A three-mile (4.8km) dual carriageway will be created on the A417 between Gloucester and Cirencester.
The scheme will bypass the Air Balloon roundabout to help reduce delays.
Construction between the roundabout and the Cowley junction is due to begin at the end of this month.
The stretch of the A417 near Gloucester carries about 40,000 cars a day and congestion is frequent.
The route links the M5 and M4 motorways and the section being worked on is known as the missing link as either side of the single carriageway section, the road is dual carriageway.
The National Highways Project Director for the A417, Steve Foxley, said it was a "massive project".
"We will have to cut 1.3 million tonnes of rock, with 800,000 tonnes being used to fill in the valley and the other 500,000 tonnes on to Crickley Hill to build the new road on," he said.

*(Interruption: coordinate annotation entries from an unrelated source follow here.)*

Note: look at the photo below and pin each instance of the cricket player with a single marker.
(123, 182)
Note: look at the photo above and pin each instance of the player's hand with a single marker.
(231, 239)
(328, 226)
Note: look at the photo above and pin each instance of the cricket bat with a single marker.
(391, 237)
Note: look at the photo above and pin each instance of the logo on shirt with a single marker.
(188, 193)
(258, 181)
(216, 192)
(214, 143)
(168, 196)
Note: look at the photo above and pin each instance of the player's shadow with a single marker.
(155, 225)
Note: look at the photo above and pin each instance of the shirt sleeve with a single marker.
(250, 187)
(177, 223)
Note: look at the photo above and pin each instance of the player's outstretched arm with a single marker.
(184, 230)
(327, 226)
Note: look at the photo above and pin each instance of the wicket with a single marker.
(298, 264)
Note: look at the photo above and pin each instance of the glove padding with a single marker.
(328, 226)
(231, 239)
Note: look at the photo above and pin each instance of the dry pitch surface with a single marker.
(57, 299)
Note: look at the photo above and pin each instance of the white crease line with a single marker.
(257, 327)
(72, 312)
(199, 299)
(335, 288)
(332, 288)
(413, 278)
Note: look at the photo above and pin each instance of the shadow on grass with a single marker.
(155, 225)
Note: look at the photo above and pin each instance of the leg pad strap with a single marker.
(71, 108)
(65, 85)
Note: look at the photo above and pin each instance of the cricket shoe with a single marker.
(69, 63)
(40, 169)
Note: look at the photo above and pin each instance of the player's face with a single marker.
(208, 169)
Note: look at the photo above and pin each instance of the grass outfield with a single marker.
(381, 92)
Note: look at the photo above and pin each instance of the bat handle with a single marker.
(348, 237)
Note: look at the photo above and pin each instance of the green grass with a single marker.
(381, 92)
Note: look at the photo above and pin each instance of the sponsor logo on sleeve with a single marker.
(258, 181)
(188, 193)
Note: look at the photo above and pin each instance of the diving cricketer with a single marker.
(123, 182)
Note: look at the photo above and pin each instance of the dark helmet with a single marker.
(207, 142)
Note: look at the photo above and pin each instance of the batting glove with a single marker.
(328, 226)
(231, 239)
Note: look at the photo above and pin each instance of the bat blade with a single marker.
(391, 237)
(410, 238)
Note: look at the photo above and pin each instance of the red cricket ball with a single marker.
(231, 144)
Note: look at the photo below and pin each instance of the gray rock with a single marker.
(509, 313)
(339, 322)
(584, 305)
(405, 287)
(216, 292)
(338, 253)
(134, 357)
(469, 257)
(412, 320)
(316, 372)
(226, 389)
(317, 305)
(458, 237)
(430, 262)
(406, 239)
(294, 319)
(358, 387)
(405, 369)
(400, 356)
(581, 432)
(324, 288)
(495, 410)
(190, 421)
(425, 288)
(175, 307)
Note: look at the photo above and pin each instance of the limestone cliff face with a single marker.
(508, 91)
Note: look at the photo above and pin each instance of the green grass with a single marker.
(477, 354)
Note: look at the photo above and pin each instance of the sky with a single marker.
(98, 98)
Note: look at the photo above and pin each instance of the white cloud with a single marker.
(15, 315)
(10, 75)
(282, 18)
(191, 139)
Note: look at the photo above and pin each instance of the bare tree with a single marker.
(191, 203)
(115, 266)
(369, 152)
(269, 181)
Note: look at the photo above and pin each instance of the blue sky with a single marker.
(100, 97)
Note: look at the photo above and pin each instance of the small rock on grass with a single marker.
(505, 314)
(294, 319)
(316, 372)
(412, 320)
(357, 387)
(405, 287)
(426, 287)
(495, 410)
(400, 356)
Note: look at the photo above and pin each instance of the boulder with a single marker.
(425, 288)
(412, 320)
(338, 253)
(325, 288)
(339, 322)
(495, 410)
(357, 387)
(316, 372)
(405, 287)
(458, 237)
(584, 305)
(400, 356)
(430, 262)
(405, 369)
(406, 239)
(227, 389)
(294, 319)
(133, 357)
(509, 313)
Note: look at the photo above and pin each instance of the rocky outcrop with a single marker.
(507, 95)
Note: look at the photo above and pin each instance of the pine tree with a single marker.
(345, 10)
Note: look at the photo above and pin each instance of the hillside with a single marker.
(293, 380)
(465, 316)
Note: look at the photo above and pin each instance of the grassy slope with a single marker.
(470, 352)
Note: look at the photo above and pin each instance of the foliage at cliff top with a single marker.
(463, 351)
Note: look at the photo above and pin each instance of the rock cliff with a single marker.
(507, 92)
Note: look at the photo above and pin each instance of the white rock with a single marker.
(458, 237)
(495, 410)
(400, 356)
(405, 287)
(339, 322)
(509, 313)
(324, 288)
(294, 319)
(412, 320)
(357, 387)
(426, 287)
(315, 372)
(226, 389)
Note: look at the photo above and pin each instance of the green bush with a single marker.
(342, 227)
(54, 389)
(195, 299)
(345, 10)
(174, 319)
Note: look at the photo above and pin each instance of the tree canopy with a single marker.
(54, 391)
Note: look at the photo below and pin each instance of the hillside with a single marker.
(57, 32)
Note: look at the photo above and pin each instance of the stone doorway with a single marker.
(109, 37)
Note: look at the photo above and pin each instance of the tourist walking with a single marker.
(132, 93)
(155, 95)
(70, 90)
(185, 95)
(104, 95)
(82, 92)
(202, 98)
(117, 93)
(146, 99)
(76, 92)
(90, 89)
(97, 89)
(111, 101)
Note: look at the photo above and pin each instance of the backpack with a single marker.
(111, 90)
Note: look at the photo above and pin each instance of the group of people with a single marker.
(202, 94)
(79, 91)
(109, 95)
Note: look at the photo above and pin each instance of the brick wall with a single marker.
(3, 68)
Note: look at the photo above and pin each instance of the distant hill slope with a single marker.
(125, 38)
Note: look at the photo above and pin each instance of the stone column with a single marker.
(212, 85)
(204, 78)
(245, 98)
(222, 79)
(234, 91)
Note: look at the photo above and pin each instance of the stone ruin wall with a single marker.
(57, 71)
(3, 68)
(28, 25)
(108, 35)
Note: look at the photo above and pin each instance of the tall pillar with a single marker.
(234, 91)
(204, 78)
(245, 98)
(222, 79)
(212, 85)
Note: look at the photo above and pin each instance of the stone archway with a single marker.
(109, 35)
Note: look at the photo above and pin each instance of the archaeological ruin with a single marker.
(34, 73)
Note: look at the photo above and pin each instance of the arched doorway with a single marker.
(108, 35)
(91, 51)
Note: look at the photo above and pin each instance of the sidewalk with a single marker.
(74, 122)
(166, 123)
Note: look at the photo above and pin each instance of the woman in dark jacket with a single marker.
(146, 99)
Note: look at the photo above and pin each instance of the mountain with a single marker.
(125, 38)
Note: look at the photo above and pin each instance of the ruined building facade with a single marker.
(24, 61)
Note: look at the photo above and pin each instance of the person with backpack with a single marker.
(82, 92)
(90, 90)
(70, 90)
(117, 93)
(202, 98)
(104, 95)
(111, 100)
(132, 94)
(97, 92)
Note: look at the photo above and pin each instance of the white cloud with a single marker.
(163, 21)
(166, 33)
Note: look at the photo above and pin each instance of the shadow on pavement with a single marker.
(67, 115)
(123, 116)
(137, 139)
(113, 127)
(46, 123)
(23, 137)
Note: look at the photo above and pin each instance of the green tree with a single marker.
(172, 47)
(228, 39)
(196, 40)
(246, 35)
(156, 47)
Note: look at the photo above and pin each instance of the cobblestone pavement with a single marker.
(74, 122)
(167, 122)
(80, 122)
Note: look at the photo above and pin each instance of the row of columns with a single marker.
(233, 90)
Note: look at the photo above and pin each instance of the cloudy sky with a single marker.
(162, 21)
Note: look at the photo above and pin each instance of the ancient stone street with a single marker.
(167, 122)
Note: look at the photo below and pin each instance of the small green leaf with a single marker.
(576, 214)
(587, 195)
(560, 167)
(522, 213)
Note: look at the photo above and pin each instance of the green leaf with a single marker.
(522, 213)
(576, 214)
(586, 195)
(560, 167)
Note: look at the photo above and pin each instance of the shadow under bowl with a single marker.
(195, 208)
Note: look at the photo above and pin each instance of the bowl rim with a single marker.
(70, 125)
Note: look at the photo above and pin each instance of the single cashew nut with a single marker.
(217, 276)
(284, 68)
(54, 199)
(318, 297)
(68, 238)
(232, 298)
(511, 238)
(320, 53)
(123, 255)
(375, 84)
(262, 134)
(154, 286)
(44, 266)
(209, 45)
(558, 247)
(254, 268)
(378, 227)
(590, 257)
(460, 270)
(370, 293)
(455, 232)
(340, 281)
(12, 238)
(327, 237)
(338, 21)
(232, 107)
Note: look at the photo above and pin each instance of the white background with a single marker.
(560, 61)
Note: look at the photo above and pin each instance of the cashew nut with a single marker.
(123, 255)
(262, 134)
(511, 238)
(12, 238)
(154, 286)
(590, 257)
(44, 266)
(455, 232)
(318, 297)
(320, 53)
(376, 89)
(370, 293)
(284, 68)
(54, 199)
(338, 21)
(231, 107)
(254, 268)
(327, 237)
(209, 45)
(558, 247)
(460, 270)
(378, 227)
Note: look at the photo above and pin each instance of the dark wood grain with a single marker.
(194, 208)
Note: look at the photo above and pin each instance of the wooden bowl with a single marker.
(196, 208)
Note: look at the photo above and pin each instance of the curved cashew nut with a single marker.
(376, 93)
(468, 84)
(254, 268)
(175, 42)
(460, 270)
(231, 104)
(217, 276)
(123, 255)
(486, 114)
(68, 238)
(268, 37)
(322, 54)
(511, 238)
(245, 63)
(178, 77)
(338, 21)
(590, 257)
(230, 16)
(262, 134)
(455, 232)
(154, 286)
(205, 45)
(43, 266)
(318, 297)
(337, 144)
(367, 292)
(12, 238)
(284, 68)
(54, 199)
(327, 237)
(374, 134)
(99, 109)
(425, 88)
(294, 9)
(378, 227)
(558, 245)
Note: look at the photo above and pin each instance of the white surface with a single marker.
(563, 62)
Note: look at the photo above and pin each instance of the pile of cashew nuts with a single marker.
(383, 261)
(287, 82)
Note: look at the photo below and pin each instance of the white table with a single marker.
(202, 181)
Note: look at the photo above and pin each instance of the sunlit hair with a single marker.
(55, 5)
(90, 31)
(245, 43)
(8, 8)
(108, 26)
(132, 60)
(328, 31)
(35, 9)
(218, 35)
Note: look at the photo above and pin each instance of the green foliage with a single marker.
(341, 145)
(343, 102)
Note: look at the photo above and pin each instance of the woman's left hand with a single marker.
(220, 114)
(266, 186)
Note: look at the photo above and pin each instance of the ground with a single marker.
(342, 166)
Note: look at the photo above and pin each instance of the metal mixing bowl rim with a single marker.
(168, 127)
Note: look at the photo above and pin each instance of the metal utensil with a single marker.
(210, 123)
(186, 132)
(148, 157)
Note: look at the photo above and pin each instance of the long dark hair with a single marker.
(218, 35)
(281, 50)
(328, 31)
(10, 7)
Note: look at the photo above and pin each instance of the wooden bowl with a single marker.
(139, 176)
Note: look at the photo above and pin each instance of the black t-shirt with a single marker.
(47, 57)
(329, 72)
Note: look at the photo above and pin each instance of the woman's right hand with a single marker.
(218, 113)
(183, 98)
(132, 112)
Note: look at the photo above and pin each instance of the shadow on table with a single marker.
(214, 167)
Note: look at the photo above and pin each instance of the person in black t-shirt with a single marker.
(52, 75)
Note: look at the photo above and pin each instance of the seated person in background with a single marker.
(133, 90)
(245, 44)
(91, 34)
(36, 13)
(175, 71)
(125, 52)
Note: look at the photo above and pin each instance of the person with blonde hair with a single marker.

'Disruption kept to minimum'
"Lots of big pieces of plant are being moved around, so as people are driving down the existing road they'll be able to look across and see some quite big toys [machinery] moving up and down over the next two years.
"Disruption to motorists is being kept to a minimum," he added.
It is hoped the new road between Gloucester, Cirencester and Swindon will reduce traffic congestion at the single-carriageway bottleneck stretch past Birdlip.
As well as the dual carriageway, a number of "green bridges" will also be built to boost wildlife in the area. The new road is expected to be completed and open by 2027.
The project is also featuring on the BBC Two series Digging for Britain, after an archaeological dig around the A417 scheme revealed a number of Roman artefacts.
Finds included a "very rare" cupid figurine and a ring used as a keyring to open a small lock box.
Archaeologists from Oxford Cotswold Archaeology have now completed the excavation of the site which too place over a two-month period.
The best finds from the archaeological dig will be displayed at the Corinium Museum in Cirencester.
Jim Keyte, National Highways' Archaeology Project Manager for the A417, said: "It's a great pleasure to be able to share our findings with the viewers of Digging for Britain.
"As a landscape-led project within the Cotswolds National Landscape, being able to explore the traces left by our ancestors provides a unique opportunity to contribute to the story of the Cotswolds and leave a lasting legacy of knowledge for the local community."